Yan-Bo Lin presents a poster for his paper “Vision Transformers Are Parameter-Efficient Audio-Visual Learners” at CVPR 2023
Yan-Bo Lin presents a poster for his paper, “Vision Transformers Are Parameter-Efficient Audio-Visual Learners”

“Vision Transformers Are Parameter-Efficient Audio-Visual Learners”
Authors: Yan-Bo Lin (UNC-Chapel Hill), Yi-Lin Sung (UNC-Chapel Hill), Jie Lei (Meta, previously UNC-Chapel Hill), Mohit Bansal (UNC-Chapel Hill), Gedas Bertasius (UNC-Chapel Hill)
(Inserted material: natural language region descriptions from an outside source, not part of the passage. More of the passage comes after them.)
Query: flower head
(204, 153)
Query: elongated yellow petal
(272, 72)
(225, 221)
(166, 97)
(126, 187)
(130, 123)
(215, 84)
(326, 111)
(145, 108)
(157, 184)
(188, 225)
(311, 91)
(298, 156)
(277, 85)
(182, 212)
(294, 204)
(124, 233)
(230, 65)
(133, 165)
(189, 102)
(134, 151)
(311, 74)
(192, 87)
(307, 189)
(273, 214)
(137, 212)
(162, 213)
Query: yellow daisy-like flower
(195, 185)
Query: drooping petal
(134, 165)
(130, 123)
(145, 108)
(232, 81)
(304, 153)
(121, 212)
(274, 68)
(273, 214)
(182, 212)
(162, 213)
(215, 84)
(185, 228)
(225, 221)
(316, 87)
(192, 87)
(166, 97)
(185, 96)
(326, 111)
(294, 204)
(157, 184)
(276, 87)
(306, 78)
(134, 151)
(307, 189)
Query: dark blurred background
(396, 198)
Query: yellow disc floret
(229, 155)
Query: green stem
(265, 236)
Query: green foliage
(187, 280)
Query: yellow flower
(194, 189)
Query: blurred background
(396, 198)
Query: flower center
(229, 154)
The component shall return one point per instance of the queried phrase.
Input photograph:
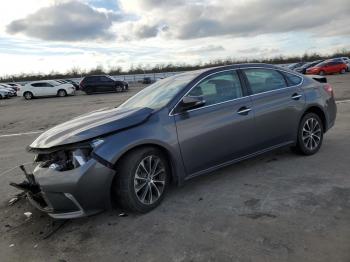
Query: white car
(45, 88)
(4, 94)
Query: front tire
(310, 134)
(141, 180)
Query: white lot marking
(22, 134)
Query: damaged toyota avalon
(178, 128)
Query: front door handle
(244, 110)
(296, 96)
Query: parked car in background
(11, 91)
(46, 88)
(4, 93)
(68, 81)
(147, 80)
(304, 67)
(101, 84)
(346, 60)
(178, 128)
(296, 65)
(327, 67)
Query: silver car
(175, 129)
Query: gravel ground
(276, 207)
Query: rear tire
(28, 95)
(310, 135)
(141, 180)
(61, 93)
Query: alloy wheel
(311, 134)
(149, 180)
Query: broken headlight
(64, 160)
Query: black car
(296, 65)
(147, 80)
(68, 81)
(306, 66)
(102, 83)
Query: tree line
(168, 67)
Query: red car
(327, 67)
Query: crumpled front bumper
(75, 193)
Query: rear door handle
(244, 110)
(296, 96)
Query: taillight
(329, 89)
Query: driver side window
(218, 88)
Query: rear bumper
(75, 193)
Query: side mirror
(192, 102)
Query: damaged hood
(91, 125)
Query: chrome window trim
(196, 84)
(235, 69)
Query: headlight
(64, 160)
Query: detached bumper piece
(57, 205)
(67, 194)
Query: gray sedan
(175, 129)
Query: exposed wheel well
(173, 178)
(318, 111)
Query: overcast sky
(46, 35)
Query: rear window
(292, 79)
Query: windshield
(160, 93)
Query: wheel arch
(318, 111)
(173, 176)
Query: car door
(330, 67)
(219, 131)
(37, 89)
(278, 101)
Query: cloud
(193, 19)
(67, 21)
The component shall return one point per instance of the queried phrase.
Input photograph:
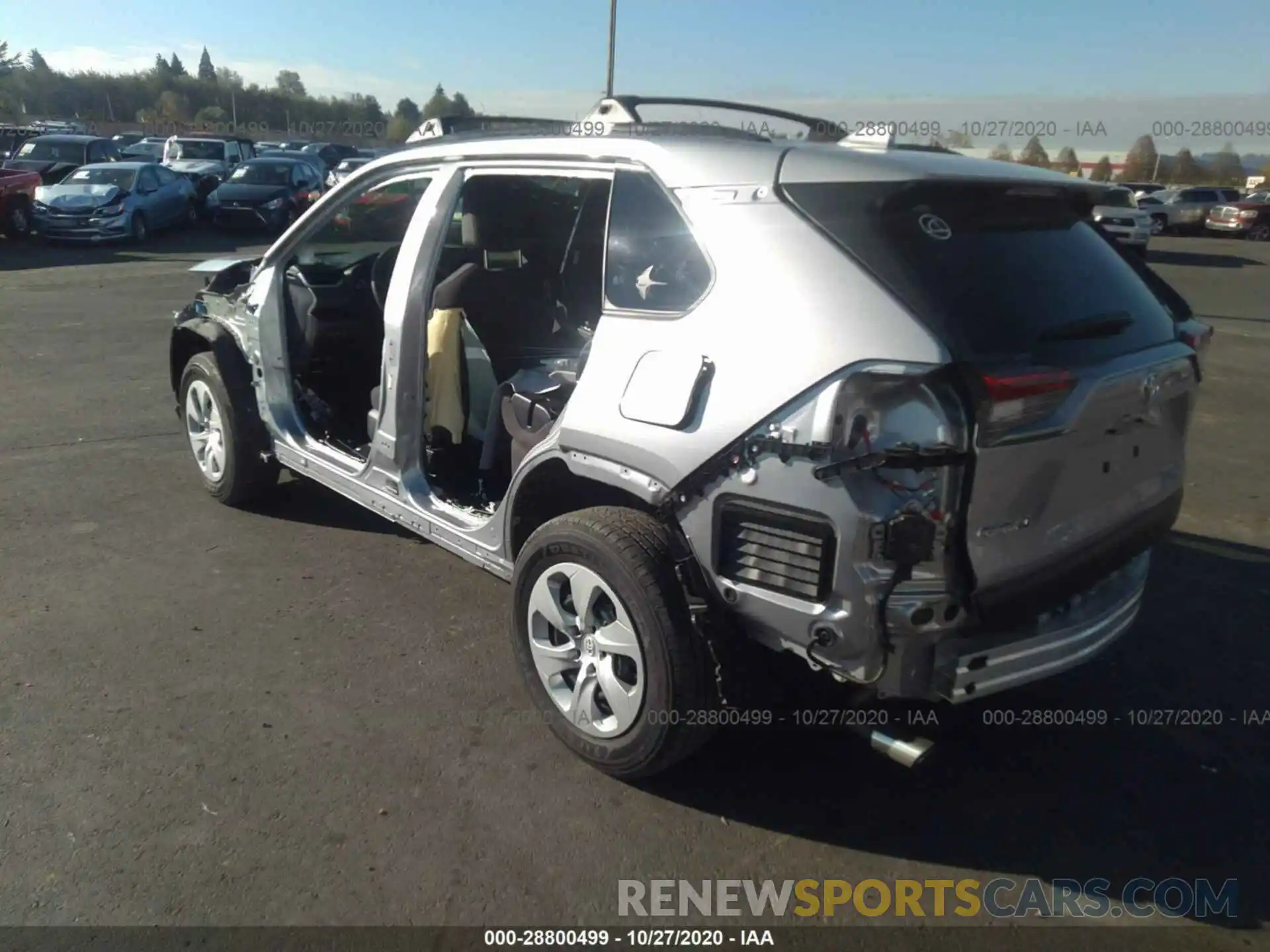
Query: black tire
(632, 553)
(17, 221)
(249, 470)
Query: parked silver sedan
(113, 201)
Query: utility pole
(613, 45)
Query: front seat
(511, 309)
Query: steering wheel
(381, 273)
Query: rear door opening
(1072, 372)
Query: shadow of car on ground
(200, 243)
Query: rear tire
(667, 713)
(17, 221)
(225, 437)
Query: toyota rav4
(908, 415)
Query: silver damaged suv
(908, 415)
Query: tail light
(1017, 400)
(1197, 335)
(1198, 340)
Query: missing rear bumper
(970, 668)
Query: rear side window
(653, 263)
(997, 272)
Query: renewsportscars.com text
(1000, 898)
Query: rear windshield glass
(1118, 198)
(197, 149)
(999, 276)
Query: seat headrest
(470, 230)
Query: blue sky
(550, 55)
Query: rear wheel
(224, 436)
(603, 636)
(17, 221)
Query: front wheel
(224, 436)
(17, 221)
(603, 636)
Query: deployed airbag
(444, 383)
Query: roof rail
(452, 125)
(624, 110)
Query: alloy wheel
(586, 651)
(205, 430)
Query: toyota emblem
(935, 226)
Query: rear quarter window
(990, 270)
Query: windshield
(988, 270)
(1118, 198)
(102, 175)
(262, 175)
(48, 151)
(197, 149)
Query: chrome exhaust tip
(908, 753)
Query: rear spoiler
(215, 266)
(620, 114)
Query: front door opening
(335, 288)
(517, 296)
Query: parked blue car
(113, 201)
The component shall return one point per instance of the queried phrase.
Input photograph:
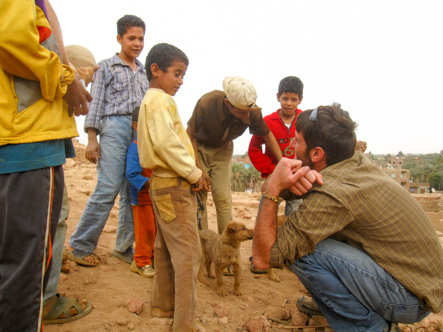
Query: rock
(255, 325)
(110, 229)
(63, 276)
(158, 322)
(223, 321)
(135, 305)
(200, 328)
(69, 163)
(107, 268)
(276, 312)
(122, 321)
(299, 318)
(220, 312)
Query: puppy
(224, 251)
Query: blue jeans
(352, 291)
(57, 250)
(115, 137)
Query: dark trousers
(30, 204)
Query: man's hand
(77, 98)
(196, 187)
(206, 181)
(288, 174)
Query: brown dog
(224, 251)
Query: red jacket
(265, 162)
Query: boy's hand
(87, 73)
(206, 181)
(93, 150)
(77, 98)
(196, 187)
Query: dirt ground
(111, 285)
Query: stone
(276, 312)
(135, 305)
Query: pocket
(165, 207)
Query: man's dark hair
(164, 56)
(135, 114)
(291, 84)
(334, 132)
(129, 21)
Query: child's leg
(115, 138)
(144, 231)
(175, 210)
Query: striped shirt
(116, 90)
(360, 205)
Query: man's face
(300, 150)
(132, 42)
(238, 113)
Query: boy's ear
(155, 69)
(317, 154)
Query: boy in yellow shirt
(165, 148)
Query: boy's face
(169, 80)
(289, 102)
(132, 42)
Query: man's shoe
(392, 327)
(145, 271)
(254, 269)
(160, 313)
(308, 306)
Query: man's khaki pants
(217, 162)
(177, 250)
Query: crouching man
(361, 244)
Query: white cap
(240, 93)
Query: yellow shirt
(33, 80)
(163, 144)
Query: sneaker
(308, 306)
(145, 271)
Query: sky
(382, 60)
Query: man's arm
(272, 144)
(261, 161)
(287, 175)
(77, 97)
(206, 181)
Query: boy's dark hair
(291, 84)
(135, 114)
(333, 131)
(129, 21)
(164, 55)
Transformers are a type of deep learning model that are seeing increased usage in computer vision. Known as vision transformers or ViTs when adapted to computer vision, they can be effective in image classification. Research teams led by Bansal and Bertasius determined that ViTs pretrained only on visual data could generalize to audio data for complex audio-visual understanding tasks. Additionally, the team developed an adapter process, called LAVISH, that outperforms existing video- or audio-specific methods while requiring less tuning of parameters initially. Their LAVISH adapter was able to effectively perform audio-visual tasks like pinpointing moments in video (event localization), pinpointing the source of sound in a particular frame (segmentation), and answering natural language questions about the video (question-answering).